Маленков сказал осторожно:
— Уверяю, Лаврентий, мы с Никитой, Лазарем и Анастасом тебе не помеха. И у тебя ведь не может быть никаких секретов от партии…
— Пошел на хер, Маланья, — нетерпеливо прервал его Берия. — От партии у меня нет секретов, а от вас — есть. Откуда мне знать, не вы ли вчетвером уморили нашего вождя? Почему, например, так поздно вызвали академика?
— Что ты несешь, Лаврентий? — испуганно проговорил Каганович. — Ты ведь сам первый предложил…
— Так-так, — холодно процедил Берия. — И что я предложил? Ну, смелее! A-а, зассали, товарищи члены Политбюро! Последний раз прошу: исчезните отсюда на десять минут. А то хуже будет.
Четверка попятилась.
— Как хочешь, Лаврентий, — примирительно сказал Хрущев. — Если желаешь в одиночку попрощаться, мы ведь не против…
С этими словами он первый повернулся и проследовал к выходу.
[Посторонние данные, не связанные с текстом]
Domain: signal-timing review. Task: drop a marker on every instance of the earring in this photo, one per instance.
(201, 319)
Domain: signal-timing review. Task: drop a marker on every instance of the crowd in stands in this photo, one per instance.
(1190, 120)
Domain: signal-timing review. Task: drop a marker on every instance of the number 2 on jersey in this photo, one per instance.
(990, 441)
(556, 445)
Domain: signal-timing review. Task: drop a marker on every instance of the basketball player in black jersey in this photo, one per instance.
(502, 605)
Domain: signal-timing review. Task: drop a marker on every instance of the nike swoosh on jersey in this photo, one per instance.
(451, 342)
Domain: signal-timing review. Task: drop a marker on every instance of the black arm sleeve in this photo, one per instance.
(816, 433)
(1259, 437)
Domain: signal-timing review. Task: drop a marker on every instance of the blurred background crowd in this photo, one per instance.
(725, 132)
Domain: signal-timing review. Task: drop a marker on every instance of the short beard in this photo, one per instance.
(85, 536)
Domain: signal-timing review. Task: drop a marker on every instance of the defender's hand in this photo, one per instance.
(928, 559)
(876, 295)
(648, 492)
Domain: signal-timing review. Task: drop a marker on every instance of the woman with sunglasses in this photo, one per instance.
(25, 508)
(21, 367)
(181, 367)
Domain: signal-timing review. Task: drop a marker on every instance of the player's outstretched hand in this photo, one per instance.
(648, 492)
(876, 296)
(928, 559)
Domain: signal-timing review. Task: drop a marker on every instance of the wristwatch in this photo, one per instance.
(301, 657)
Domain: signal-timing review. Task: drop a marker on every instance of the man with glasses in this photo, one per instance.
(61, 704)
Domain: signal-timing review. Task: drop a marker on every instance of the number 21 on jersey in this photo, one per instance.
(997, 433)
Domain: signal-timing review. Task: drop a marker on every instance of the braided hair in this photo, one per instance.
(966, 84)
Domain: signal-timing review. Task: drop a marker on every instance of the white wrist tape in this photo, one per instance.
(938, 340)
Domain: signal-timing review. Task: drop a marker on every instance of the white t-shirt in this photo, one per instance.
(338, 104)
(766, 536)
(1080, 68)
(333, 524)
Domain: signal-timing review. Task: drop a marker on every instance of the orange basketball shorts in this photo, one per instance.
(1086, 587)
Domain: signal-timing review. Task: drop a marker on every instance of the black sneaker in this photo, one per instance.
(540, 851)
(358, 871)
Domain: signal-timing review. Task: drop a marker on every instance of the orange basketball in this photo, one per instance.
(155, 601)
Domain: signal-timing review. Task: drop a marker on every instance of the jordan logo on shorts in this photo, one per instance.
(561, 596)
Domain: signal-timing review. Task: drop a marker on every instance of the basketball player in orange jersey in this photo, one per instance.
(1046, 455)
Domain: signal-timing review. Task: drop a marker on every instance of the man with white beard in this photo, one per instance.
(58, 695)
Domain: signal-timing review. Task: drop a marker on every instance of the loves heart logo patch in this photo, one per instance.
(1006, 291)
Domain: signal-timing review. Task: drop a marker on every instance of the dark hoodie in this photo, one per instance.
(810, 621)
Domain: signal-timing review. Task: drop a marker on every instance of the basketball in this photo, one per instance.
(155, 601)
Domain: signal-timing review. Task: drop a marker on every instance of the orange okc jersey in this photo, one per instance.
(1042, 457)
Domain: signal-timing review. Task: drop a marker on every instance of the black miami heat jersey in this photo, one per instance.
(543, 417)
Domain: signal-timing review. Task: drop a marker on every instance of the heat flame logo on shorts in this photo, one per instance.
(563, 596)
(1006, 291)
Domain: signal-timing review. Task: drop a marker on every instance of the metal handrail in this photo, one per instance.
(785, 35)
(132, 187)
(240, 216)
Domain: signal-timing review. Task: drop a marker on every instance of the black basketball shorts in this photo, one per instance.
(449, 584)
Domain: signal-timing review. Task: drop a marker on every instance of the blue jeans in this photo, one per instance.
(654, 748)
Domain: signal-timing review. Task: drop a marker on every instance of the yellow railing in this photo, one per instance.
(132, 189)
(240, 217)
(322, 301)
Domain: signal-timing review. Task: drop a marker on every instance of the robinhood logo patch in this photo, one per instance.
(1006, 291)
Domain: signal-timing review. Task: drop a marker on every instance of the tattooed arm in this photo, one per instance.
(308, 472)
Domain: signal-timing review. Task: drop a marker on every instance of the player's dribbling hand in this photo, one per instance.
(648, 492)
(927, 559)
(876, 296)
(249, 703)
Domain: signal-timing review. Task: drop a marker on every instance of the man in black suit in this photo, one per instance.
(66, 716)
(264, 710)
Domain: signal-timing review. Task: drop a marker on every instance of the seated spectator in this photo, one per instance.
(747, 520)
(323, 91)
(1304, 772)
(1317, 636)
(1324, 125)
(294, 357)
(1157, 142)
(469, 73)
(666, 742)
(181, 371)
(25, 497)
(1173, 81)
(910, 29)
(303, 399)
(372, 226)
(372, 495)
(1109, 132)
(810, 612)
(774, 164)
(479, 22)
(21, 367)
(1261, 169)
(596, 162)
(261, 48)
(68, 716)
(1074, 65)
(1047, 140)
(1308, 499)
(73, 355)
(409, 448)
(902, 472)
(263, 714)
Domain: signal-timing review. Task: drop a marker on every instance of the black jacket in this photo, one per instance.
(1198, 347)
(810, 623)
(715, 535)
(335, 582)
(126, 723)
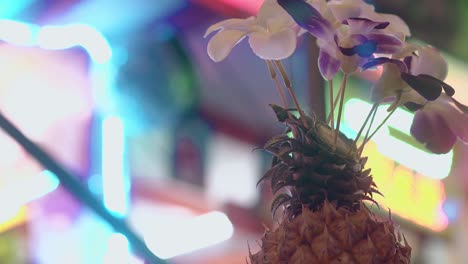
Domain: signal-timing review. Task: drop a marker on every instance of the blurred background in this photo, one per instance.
(123, 94)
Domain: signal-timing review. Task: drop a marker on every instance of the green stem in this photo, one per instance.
(288, 85)
(340, 108)
(273, 75)
(332, 106)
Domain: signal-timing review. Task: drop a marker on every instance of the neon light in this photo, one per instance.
(11, 219)
(116, 183)
(174, 234)
(17, 33)
(250, 6)
(9, 9)
(394, 148)
(66, 36)
(119, 251)
(412, 188)
(13, 201)
(57, 37)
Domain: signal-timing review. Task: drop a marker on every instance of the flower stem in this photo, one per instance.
(377, 129)
(364, 141)
(340, 108)
(332, 106)
(373, 110)
(278, 85)
(288, 85)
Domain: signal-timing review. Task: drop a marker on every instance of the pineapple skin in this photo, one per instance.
(331, 236)
(320, 182)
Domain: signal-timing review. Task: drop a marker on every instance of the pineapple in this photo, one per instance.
(322, 187)
(317, 173)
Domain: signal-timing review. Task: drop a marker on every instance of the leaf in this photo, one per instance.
(460, 106)
(278, 201)
(281, 113)
(269, 173)
(429, 88)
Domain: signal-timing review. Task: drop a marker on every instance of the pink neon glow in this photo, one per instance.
(251, 6)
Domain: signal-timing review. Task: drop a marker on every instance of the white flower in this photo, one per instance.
(272, 34)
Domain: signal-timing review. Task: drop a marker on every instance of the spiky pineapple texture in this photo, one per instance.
(311, 168)
(321, 184)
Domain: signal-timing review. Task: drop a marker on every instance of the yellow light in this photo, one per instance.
(15, 220)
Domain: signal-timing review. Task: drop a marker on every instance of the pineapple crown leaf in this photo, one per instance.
(279, 200)
(305, 162)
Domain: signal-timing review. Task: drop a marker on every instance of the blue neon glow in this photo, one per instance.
(116, 183)
(57, 37)
(8, 9)
(32, 188)
(394, 148)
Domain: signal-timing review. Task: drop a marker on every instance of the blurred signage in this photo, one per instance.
(407, 176)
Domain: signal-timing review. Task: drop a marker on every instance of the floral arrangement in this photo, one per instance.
(318, 169)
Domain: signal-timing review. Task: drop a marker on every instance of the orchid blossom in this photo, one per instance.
(414, 77)
(411, 77)
(346, 32)
(272, 34)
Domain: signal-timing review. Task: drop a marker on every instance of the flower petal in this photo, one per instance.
(386, 44)
(343, 10)
(273, 46)
(455, 118)
(389, 84)
(234, 23)
(221, 44)
(432, 130)
(359, 25)
(397, 26)
(429, 88)
(328, 65)
(429, 62)
(307, 17)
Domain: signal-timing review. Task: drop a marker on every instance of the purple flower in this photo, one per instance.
(346, 33)
(439, 123)
(413, 76)
(272, 34)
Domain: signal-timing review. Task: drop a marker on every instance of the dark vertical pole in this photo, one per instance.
(316, 89)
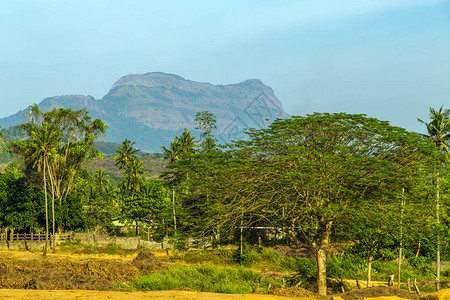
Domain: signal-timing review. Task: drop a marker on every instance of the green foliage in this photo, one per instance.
(212, 279)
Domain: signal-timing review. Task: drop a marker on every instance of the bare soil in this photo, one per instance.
(25, 275)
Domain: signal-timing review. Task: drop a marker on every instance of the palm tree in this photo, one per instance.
(173, 153)
(101, 179)
(125, 153)
(39, 152)
(439, 132)
(187, 143)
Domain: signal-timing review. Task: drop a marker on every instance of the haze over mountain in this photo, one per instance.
(152, 108)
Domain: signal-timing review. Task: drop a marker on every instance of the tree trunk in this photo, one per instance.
(369, 271)
(137, 230)
(438, 245)
(401, 240)
(46, 210)
(321, 256)
(174, 215)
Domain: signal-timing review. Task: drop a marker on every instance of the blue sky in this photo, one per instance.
(386, 59)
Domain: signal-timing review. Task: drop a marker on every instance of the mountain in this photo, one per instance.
(152, 108)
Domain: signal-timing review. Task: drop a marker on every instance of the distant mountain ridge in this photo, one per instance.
(152, 108)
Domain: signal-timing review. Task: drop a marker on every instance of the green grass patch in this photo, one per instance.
(212, 279)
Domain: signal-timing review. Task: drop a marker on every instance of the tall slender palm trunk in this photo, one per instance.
(46, 209)
(438, 242)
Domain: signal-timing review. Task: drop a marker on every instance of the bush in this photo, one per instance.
(203, 278)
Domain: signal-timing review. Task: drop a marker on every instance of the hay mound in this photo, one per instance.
(48, 279)
(292, 292)
(378, 291)
(147, 262)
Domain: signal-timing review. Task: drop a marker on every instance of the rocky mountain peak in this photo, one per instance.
(154, 79)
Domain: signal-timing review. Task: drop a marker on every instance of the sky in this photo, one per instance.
(389, 59)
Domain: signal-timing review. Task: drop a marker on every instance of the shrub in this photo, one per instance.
(203, 278)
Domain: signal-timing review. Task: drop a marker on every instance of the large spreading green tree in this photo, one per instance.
(302, 175)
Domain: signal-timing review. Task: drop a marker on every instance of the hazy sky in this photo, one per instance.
(389, 59)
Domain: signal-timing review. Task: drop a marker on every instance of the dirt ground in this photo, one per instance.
(97, 295)
(29, 275)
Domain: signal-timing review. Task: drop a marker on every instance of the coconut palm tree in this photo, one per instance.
(438, 130)
(172, 153)
(187, 143)
(125, 153)
(39, 152)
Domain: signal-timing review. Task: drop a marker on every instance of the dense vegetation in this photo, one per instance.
(337, 184)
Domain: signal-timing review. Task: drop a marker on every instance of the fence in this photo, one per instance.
(11, 236)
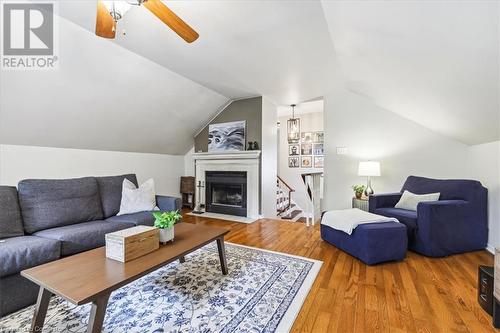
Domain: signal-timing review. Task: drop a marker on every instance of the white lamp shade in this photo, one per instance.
(369, 168)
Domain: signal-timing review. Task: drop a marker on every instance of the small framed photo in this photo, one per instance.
(306, 149)
(306, 137)
(318, 161)
(293, 162)
(306, 162)
(318, 149)
(293, 150)
(319, 137)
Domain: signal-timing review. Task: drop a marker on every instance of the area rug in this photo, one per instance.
(263, 292)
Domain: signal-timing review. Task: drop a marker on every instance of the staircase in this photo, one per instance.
(287, 209)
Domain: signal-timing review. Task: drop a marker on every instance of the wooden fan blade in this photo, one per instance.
(172, 20)
(105, 26)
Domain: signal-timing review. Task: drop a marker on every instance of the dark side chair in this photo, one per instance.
(457, 223)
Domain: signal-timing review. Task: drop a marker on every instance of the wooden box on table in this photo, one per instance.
(131, 243)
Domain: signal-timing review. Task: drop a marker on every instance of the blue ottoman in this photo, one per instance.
(371, 243)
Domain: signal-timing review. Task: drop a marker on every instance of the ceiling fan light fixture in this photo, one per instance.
(117, 8)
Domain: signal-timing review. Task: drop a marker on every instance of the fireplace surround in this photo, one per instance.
(226, 192)
(230, 163)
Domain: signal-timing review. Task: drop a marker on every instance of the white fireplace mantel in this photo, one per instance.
(247, 161)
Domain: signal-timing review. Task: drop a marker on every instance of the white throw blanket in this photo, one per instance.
(347, 220)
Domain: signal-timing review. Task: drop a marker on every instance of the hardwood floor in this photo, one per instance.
(419, 294)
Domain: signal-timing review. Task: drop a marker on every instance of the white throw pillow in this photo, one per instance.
(410, 200)
(135, 199)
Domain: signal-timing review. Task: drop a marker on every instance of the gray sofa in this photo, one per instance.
(44, 220)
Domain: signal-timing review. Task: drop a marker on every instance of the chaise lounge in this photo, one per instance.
(457, 223)
(44, 220)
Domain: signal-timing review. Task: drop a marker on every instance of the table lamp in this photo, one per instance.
(369, 169)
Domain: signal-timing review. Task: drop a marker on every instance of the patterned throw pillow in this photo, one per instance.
(135, 199)
(410, 200)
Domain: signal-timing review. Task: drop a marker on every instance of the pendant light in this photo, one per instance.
(293, 127)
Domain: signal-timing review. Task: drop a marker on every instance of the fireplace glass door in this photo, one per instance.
(226, 192)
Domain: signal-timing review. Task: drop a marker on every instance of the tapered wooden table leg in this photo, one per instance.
(97, 312)
(40, 310)
(222, 255)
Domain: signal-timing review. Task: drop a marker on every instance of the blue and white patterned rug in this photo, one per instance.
(263, 292)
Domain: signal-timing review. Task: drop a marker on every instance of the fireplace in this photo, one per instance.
(226, 192)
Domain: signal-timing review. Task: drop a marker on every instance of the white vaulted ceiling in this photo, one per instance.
(281, 49)
(433, 62)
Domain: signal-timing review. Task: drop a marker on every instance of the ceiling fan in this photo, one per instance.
(109, 12)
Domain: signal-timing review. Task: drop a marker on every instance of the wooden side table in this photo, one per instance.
(360, 203)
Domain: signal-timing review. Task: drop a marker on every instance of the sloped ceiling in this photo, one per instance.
(280, 49)
(433, 62)
(103, 97)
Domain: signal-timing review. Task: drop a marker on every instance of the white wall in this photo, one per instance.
(484, 165)
(371, 133)
(269, 158)
(103, 97)
(309, 122)
(189, 163)
(21, 162)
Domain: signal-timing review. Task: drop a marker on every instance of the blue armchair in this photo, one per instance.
(457, 223)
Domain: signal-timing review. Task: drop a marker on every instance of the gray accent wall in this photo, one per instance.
(249, 109)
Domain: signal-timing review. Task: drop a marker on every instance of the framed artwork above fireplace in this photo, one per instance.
(226, 136)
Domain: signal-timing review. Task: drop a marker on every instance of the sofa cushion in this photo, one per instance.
(18, 253)
(110, 189)
(11, 223)
(450, 189)
(82, 236)
(141, 218)
(407, 217)
(50, 203)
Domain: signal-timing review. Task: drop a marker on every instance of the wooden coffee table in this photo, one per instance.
(91, 277)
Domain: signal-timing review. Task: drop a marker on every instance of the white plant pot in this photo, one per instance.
(166, 235)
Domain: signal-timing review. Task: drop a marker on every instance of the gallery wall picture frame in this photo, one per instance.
(293, 162)
(318, 137)
(306, 137)
(318, 149)
(294, 150)
(306, 149)
(306, 162)
(228, 136)
(319, 161)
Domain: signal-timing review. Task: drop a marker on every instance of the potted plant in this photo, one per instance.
(165, 221)
(358, 190)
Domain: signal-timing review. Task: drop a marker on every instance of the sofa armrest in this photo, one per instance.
(383, 200)
(449, 226)
(167, 203)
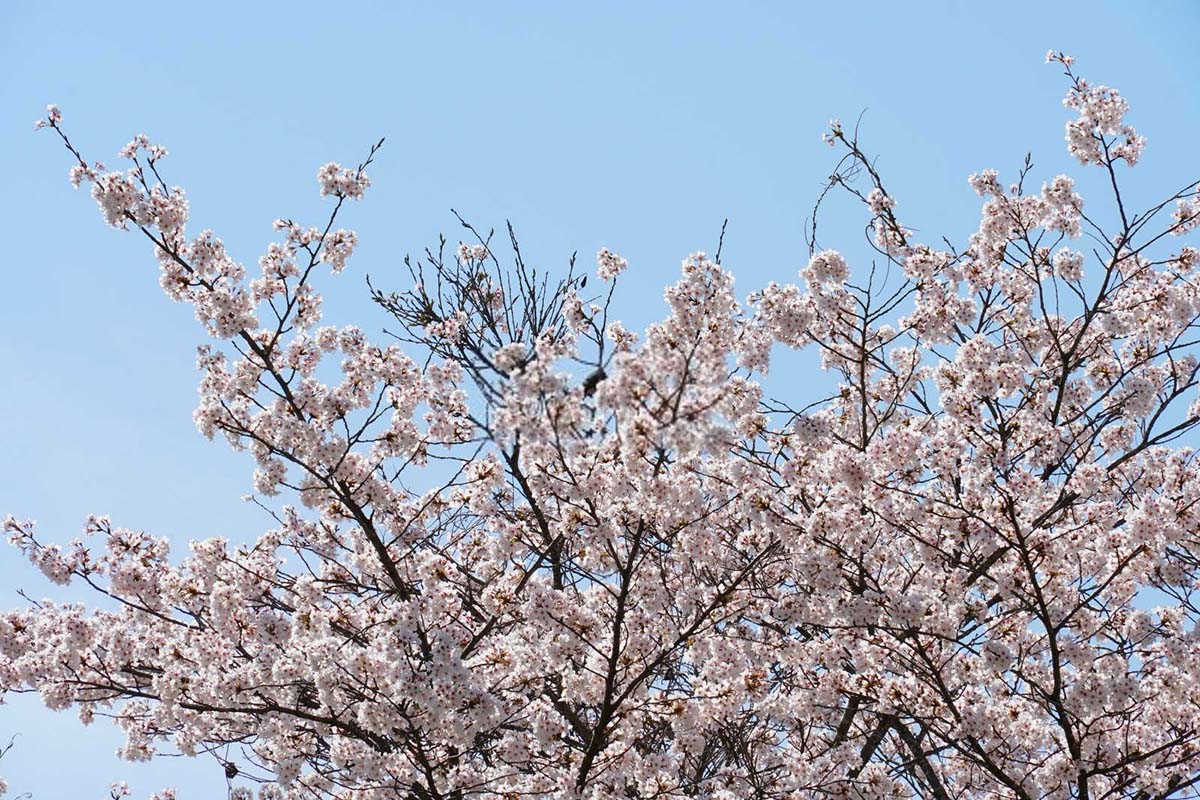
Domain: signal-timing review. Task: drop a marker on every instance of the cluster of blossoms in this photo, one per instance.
(565, 560)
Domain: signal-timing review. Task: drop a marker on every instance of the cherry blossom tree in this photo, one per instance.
(521, 551)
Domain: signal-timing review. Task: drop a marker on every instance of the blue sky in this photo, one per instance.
(635, 126)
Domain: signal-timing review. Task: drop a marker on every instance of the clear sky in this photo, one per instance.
(636, 126)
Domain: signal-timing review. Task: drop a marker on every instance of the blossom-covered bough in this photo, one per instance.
(534, 554)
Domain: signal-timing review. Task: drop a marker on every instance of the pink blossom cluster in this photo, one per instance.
(522, 551)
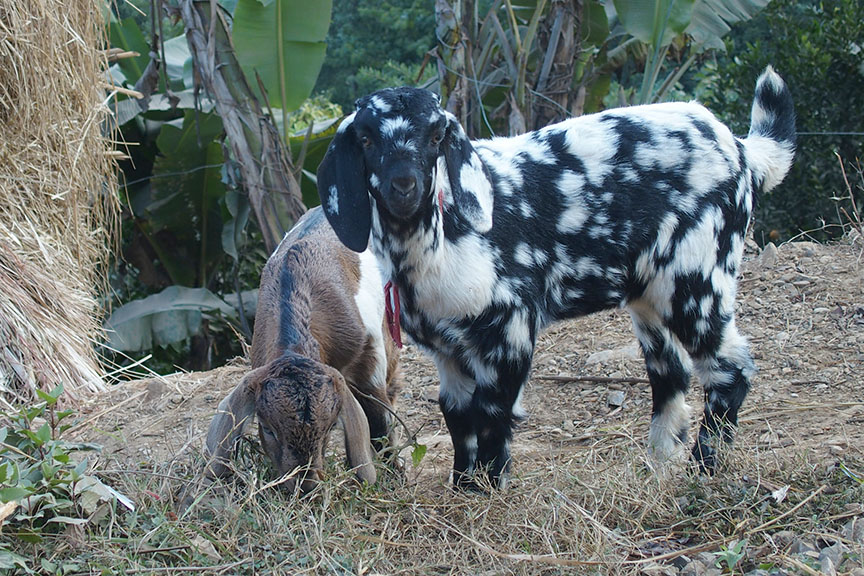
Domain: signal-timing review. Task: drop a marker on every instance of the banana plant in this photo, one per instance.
(697, 24)
(280, 45)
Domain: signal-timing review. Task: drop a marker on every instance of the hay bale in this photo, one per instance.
(58, 207)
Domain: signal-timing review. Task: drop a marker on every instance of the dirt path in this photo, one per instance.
(802, 307)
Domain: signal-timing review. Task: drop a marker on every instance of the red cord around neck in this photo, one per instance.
(391, 308)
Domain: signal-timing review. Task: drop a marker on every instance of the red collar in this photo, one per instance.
(391, 308)
(391, 294)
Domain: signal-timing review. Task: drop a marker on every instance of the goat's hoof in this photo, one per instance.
(705, 457)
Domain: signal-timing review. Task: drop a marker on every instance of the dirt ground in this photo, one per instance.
(801, 305)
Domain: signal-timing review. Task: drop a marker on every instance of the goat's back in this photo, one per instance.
(307, 300)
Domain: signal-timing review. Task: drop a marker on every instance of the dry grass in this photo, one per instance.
(57, 201)
(596, 509)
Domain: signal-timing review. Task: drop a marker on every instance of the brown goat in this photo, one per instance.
(320, 352)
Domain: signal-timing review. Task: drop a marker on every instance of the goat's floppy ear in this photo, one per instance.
(232, 415)
(466, 177)
(358, 443)
(343, 189)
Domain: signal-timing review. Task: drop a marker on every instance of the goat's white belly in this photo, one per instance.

Каганович, Маленков и замыкающий Микоян гуськом потопали к двери. Берия подождал, пока тяжелая металлическая дверь бункера, сделанная из особого сплава, плотно закроется. Затем он, словно бы в задумчивости, постоял на месте несколько секунд, после чего быстро подошел к диванчику и присел на табурет. Действия его было трудно назвать прощанием с любимым вождем. Берия взял умирающего за отвороты френча, приподнял его и начал энергично трясти.
— Ну же, ну! — злобно шептал он. — Ты не уйдешь, Коба! Ты мне еще кое-что должен… Я тебя так просто не отпущу… Открой глаза, кому говорят! Открой!
Берия уже не надеялся на чудо, когда чудо, вдруг произошло. Веки умирающего дрогнули. Еще раз, еще. Наконец один глаз открылся. Через мгновение взгляд этого единственного глаза стал осмысленным. Губы умирающего зашевелились. Казалось, он пытается что-то выговорить, но не может.
— Коба, это я, Лаврентий! — поспешно проговорил Берия. — Узнал?
Умирающий что-то тихо промычал.
— Узнал, — с удовлетворением отметил Берия. — А теперь быстро скажи мне, где бомба? Где она? Та самая, изделие номер три из первой партии…
Губы умирающего опять зашевелились. Какие-то слова пытались выскользнуть из его помертвевших губ, но паралич, охвативший всю левую сторону, вновь превратил их в неясное бормотание.
— Только не ври мне, — Берия погрозил бывшему вождю пальцем. — Перед смертью нельзя врать. Я ведь знаю, ты спрятал ее где-то в Москве. Скажи мне место, ну!
Опять неразборчивый шепот вместо ответа.
— Ну, скажи мне хоть что-нибудь! — тон Берии стал умоляющим. — Хоть намекни! Близко она или далеко?!
При этих словах произошло второе и последнее чудо. На секунду-другую умирающему удалось преодолеть свою немоту. Синеющие губы сложились в гримасу, похожую на улыбку.
— От тебя, Лаврентий, она далеко, — отчетливо прошептал Сталин. — А от меня — близко.